[PATCH v2 0/21] hardening allocations against integer overflow

Jeff King <peff@xxxxxxxx> · Fri, 19 Feb 2016 06:19:41 -0500

Here's a re-roll of jk/tighten-alloc series from:

  http://thread.gmane.org/gmane.comp.version-control.git/286253

This one fixes all of the minor typo/gramm-o problems from the first
round. As Eric noted, the change to reflog_expire_cfg is an actual
bug-fix. Rather than silently fixing it, I've bumped the fix out to its
own commit at the front of the series.

I also took a look at the raw computation in the ALLOC_ARRAY and
REALLOC_ARRAY lines, as well as the ones in ALLOC_GROW. In theory
something like this is dangerous:

  ALLOC_GROW(foo, nr_foo + 1, alloc_foo);
  foo[nr_foo++] = whatever;

if we overflow nr_foo, which is quite often an "int". In practice, I
think we're OK, for two reasons:

  1. Overflowing a signed "int" here is going to make it go negative
     (technically, it invokes undefined behavior, but let's be blindly
     pragmatic for a minute and assume twos-complement wrapping).
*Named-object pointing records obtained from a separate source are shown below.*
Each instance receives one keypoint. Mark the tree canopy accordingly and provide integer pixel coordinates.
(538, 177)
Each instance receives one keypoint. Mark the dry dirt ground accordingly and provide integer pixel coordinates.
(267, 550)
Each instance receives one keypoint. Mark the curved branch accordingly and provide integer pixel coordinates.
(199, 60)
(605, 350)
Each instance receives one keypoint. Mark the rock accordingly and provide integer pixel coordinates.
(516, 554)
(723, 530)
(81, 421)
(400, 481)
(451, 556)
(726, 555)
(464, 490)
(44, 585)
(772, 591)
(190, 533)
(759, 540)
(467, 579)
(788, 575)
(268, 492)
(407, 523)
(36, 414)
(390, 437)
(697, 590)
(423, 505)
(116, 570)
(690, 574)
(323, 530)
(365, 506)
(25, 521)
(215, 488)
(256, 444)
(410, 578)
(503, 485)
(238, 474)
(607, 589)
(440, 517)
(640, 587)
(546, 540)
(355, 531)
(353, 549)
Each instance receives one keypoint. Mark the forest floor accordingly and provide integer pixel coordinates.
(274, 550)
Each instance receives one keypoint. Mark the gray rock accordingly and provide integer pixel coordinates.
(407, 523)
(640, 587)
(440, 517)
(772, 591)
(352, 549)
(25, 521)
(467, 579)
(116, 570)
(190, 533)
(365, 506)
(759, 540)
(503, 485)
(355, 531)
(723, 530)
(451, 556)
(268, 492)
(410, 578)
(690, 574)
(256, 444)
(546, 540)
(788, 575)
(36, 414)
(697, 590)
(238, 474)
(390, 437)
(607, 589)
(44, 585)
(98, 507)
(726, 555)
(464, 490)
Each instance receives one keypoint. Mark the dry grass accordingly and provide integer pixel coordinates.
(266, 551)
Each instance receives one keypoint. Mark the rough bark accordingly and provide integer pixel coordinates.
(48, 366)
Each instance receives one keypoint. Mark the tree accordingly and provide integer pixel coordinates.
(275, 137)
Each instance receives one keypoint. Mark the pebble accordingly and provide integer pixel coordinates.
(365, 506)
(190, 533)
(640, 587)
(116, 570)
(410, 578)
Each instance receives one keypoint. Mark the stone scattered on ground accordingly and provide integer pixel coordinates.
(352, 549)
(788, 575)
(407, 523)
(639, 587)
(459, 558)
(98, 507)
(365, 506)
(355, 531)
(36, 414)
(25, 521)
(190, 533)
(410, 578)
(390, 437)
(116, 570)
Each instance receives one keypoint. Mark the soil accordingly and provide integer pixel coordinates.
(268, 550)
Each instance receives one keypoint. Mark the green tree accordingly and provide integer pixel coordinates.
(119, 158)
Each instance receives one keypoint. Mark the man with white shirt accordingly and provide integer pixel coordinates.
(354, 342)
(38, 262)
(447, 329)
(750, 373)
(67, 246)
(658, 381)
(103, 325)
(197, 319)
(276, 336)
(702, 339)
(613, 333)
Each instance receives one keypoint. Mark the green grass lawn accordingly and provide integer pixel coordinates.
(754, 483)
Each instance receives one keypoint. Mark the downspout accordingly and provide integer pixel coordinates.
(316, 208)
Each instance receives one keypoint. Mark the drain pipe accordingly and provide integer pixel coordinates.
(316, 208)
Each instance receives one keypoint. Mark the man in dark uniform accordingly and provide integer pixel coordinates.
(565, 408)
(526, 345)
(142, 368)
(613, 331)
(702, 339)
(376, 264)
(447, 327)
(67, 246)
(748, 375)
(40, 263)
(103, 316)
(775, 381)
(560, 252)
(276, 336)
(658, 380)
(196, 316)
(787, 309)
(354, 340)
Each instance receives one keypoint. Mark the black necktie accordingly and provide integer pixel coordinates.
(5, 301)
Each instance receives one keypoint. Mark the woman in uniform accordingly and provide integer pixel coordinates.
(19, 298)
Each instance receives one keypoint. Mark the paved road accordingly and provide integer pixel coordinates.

On a
     system with a 64-bit size_t, that will try to allocate an enormous
     amount of memory and fail. On a 32 bit system, it will be only
     about 2GB.  But...

  2. We're talking about overflowing 2^31 counters here. And the counter
     is multiplied by the size of each object we're storing in the
     array. So even if we assume that foo is "char *", we know we've
     allocated close to 2GB already. On a 32-bit system, the subsequent
     2GB allocation is pretty much guaranteed to fail.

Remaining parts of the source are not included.